First-time delay is normal

It can take up to 10 minutes for the very first build. If you refresh and see a 404 page, give it a few more minutes — this is the most common point where people think something has gone wrong.

 

Step 6 — Share, iterate, expand

Open your live URL in a new tab and share it. From this point forward, every change you commit to the repo updates the website automatically — usually within a minute or two.

Easy ways to keep iterating

•         Ask Copilot for an improved version ("Add a section on Azure OpenAI Service with a comparison table") and replace the file.

•         Add more pages by uploading additional .html files into the same repo.

•         Add a custom domain later in Settings → Pages if you want a branded URL.



Tips and lessons learned

•         A clear, single-line prompt is enough — but the clearer your structure ask, the cleaner the output.

•         Always preview your HTML locally before uploading. It catches typos and broken sections in seconds.

•         Keep the file name index.html. This single detail is the most common cause of 404s.

•         Public repo + main branch = the simplest possible Pages setup. Skip Actions and custom workflows the first time.

•         Treat the page as a living document. Re-prompt Copilot whenever new capabilities ship and replace the file.

My biggest takeaway

Copilot didn't just save me time — it gave me a structured mental map of Microsoft AI that I now use in customer conversations. The HTML page is the artifact, but the real outcome is faster, deeper understanding.



 

Watch along — public videos

These are public, freely available videos that walk through the two halves of this workflow — generating HTML with Copilot, and publishing static sites on GitHub Pages.

Generating HTML with Microsoft Copilot

 

▶  Microsoft Copilot — Lesson 10: Generating HTML

Channel / source: TutorTube on YouTube

https://www.youtube.com/watch?v=UZDSXLks4Cw

 

▶  Microsoft 365 Copilot — official video tutorials

Channel / source: Microsoft Support

https://support.microsoft.com/en-us/topic/microsoft-365-copilot-video-tutorials-25a1b328-79be-4e8a-af96-1f894e52bcf6

Publishing on GitHub Pages

 

▶  How to Deploy a Static Website to GitHub Pages — Free Hosting Tutorial

Channel / source: Corey Schafer on YouTube

https://www.youtube.com/watch?v=AD-3nVI3-_U

 

▶  GitHub for Beginners: Getting started with GitHub Pages

Channel / source: The GitHub Blog (with embedded video)

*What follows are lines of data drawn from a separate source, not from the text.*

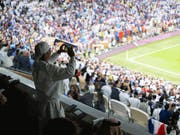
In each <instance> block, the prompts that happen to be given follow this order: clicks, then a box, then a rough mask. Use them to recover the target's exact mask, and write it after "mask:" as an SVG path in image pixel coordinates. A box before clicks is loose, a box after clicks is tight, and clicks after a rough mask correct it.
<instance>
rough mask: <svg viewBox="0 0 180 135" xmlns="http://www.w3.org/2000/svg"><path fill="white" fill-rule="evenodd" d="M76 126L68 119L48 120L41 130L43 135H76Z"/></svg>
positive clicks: (77, 131) (72, 122)
mask: <svg viewBox="0 0 180 135" xmlns="http://www.w3.org/2000/svg"><path fill="white" fill-rule="evenodd" d="M77 134H78V126H77V124H76V123H75V122H74V121H71V120H70V119H68V118H55V119H50V120H49V121H48V123H47V125H46V126H45V127H44V129H43V135H77Z"/></svg>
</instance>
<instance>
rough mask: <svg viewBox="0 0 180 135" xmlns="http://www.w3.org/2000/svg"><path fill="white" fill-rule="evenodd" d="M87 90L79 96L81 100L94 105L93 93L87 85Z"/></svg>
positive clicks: (88, 103) (92, 106)
mask: <svg viewBox="0 0 180 135" xmlns="http://www.w3.org/2000/svg"><path fill="white" fill-rule="evenodd" d="M85 90H86V91H84V94H83V95H82V96H80V97H79V101H80V102H82V103H84V104H86V105H88V106H91V107H93V94H92V93H91V92H90V91H89V90H88V88H87V87H86V89H85Z"/></svg>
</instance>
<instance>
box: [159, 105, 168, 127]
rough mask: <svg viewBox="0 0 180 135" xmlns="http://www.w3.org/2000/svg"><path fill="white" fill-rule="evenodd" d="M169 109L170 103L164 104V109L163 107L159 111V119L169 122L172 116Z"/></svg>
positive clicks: (164, 121)
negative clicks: (169, 105)
mask: <svg viewBox="0 0 180 135" xmlns="http://www.w3.org/2000/svg"><path fill="white" fill-rule="evenodd" d="M168 109H169V104H168V103H166V104H165V106H164V109H162V110H161V111H160V113H159V121H160V122H162V123H164V124H168V122H169V118H170V112H169V111H168Z"/></svg>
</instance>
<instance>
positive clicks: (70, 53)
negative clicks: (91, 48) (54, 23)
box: [67, 47, 75, 57]
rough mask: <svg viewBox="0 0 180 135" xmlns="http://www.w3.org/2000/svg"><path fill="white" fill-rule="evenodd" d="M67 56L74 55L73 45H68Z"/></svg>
mask: <svg viewBox="0 0 180 135" xmlns="http://www.w3.org/2000/svg"><path fill="white" fill-rule="evenodd" d="M67 53H68V55H69V57H73V56H75V53H74V50H73V47H68V51H67Z"/></svg>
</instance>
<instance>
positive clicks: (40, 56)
mask: <svg viewBox="0 0 180 135" xmlns="http://www.w3.org/2000/svg"><path fill="white" fill-rule="evenodd" d="M49 49H50V46H49V45H48V43H47V42H44V41H41V42H39V43H38V44H37V45H36V46H35V58H36V59H40V58H41V57H42V56H43V55H44V54H45V53H47V52H48V51H49Z"/></svg>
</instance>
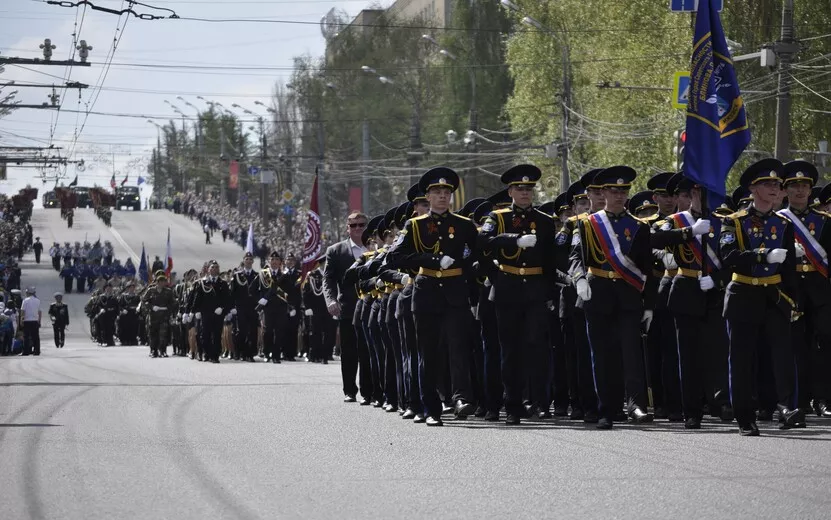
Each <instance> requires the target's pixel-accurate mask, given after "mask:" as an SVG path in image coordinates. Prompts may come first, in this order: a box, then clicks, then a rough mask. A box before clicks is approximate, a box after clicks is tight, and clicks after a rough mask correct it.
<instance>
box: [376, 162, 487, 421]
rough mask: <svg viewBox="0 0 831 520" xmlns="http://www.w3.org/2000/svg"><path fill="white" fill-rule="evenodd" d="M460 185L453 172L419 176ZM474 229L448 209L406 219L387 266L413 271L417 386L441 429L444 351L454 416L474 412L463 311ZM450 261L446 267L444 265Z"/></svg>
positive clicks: (461, 218) (446, 168)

https://github.blog/developer-skills/github/github-for-beginners-getting-started-with-github-pages/



 

Resources and links

My live site: https://myrama0625.github.io/github.io/

Microsoft Copilot: https://copilot.microsoft.com

GitHub Pages quickstart (official docs): https://docs.github.com/en/pages/quickstart

GitHub Pages — full documentation: https://docs.github.com/en/pages

Microsoft AI — capabilities overview: https://www.microsoft.com/en-us/ai

 

Reuse and remix

Feel free to take this walkthrough, share it, fork the live site, and adapt the prompt for your own crash course on whatever topic you're learning next. That's the whole point — turn what you learn into something the next person can build on.